Italian fried selection of meat or fish and vegetables

Fritto misto (lit. 'mixed fry') is a mainly savoury dish popular in the cooking of various regions of Italy; a range of ingredients – meat, fish and vegetables – may be used: the ingredients are cut into small strips and deep-fried in oil. Each region varies the ingredients for its local version. Fritto misto may be served as an appetiser (antipasto) or as a one-plate buffet dish. In some places and at some times it has been cooked and served as street food. In many variants of the dish some sweet elements, such as fried apples or amaretti di Saronno biscuits, are included along with the meat, fish and vegetables.

==History==

Fritto misto stall, Rome, 1816

Fritto misto has been familiar in Italy for many years. An engraving made in 1803 shows fritto misto being handed to a family group, and another, from 1816, shows an outdoor wood-burning stove, heating a cauldron of oil in which the fryer cooks his pieces of battered meat or fish while his assistant wraps a helping into a cone of paper for a customer. The dish was known to non-Italians by the mid-19th century: it is mentioned in Sand and Canvas (London, 1849) in a chapter reporting on eating out in Rome:

The Parisian chefs Urbain Dubois and Émile Bernard included a detailed recipe for fritto-misto à l'italienne in their La Cuisine classique (1872), commenting, "The fritto-misto is a national delicacy of Italy; the Romans especially prepare it with the greatest care, because it is very important to them." Like many other chefs and food writers, they emphasise the importance of eating the dish as soon as it is cooked: "The essential point is that the fry is served very hot, because as it cools it softens and thus loses all its qualities." (Note: Le point essentiel es que la friture soit servie bien chaude, car en refroidissant elle se ramollit et perd par ce fait toutes ses qualités.) A New York article on "Christmas in Rome" at the end of the century referred to "fritto misto, a dish of brains, liver, potatoes and various vegetables, all fried that rich golden color which seems to be only obtainable in a foreign frying-pan".

The frugal Roman street version of fritto misto was often made of offal (brains, sweetbreads, liver) and vegetables, all battered and deep-fried.
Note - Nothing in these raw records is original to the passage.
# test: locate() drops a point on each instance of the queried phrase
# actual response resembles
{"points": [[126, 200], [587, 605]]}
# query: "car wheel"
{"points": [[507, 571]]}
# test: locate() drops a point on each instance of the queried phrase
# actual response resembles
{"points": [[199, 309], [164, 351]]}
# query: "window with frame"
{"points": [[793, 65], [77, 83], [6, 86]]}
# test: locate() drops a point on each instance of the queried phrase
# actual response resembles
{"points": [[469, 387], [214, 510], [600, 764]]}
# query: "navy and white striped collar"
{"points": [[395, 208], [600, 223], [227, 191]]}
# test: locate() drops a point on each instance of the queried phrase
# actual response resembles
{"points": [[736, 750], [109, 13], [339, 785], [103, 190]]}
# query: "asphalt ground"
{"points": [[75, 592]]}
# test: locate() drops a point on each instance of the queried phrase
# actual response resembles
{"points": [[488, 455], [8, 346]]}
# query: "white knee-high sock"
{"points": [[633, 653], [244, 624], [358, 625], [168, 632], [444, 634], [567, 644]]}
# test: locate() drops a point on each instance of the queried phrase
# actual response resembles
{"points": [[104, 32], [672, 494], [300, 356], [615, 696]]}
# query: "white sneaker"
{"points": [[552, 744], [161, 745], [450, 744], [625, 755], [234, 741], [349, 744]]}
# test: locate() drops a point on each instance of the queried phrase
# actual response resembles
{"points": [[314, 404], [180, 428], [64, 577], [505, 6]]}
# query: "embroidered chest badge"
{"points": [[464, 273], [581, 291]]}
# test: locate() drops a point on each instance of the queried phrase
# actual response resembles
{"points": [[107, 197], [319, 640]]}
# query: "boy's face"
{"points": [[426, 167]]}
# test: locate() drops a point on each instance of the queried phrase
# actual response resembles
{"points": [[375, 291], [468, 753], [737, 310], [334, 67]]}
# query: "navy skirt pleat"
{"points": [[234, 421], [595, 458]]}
More upmarket fritto misto was, and is, found in Bologna, typically containing prime cuts such as strips of lamb and chicken along with the offal and vegetables. In coastal areas a fritto misto di pesce (lit. 'mixed fry of fish') is familiar. The main ingredients may include baby octopus, calamari rings, cod, sardines, shrimps and whitebait. Fritto misto di pesce, is often named after the area from which it comes, such as fritto misto ligure or fritto misto della laguna. Elsewhere in Italy fritto misto di verdure (with vegetables) is popular, and may include artichoke hearts and wild mushrooms. A sweet element may be introduced to the mixed savoury ingredients, such as amaretti di Saronno biscuits or deep-fried fruit.

==Regional variants==

|  | English translation | Main ingredients | Ref |
|---|---|---|---|
| Fritto misto alla bolognese | Bologna-style | Strips of lamb cutlets and chicken, sweetbreads, mortadella, cubes of cheese, strips of artichokes, aubergines, cauliflower, courgettes and courgette flowers, fennel, mushrooms, potatoes and tomatoes, with some sweet ingredients including apple fritters |  |
| Fritto misto alla emiliana | Emilia-style | Lamb testicles, brains, lamb chops or chicken breasts, liver, artichokes, Brussels sprouts, courgettes, cauliflower and tomatoes |  |
| Fritto misto alla fiorentina | Florence-style | Brains, liver, kidneys, sweetbreads, testicles, veal, artichokes, cauliflower, courgettes, potato and mozzarella |  |
| Fritto misto alla milanese | Milan-style | Veal escalopes, calf's liver, brains, cockscombs, cauliflower, artichokes and courgettes |  |
| Fritto misto alla marchigiana | Marche-style | Stuffed olives, brains, artichoke hearts, courgettes and minced veal |  |
| Fritto misto alla napoletana | Naples-style | Testicles, brains, potato, courgettes and courgette flowers, mozzarella and sliced boiled eggs |  |
| Fritto misto alla piemontese | Piedmont-style | Calf's liver, kidneys, brains, sweetbreads, lamb chops, chicken breast, beef fillet, artichokes, aubergines, cardoon and apples |  |
| Fritto misto alla romana | Rome-style | Lamb chops, testicles, brains, artichokes, cauliflower and courgettes |  |

Most of these dishes are served with the addition of a small variety of sweet ingredients, such as amaretti di Saronno biscuits or deep-fried fruit. A fritto misto di verdure, with no specific regional origin, may contain artichoke hearts, carrots, cauliflower, courgette flowers, mushrooms, peppers and potatoes.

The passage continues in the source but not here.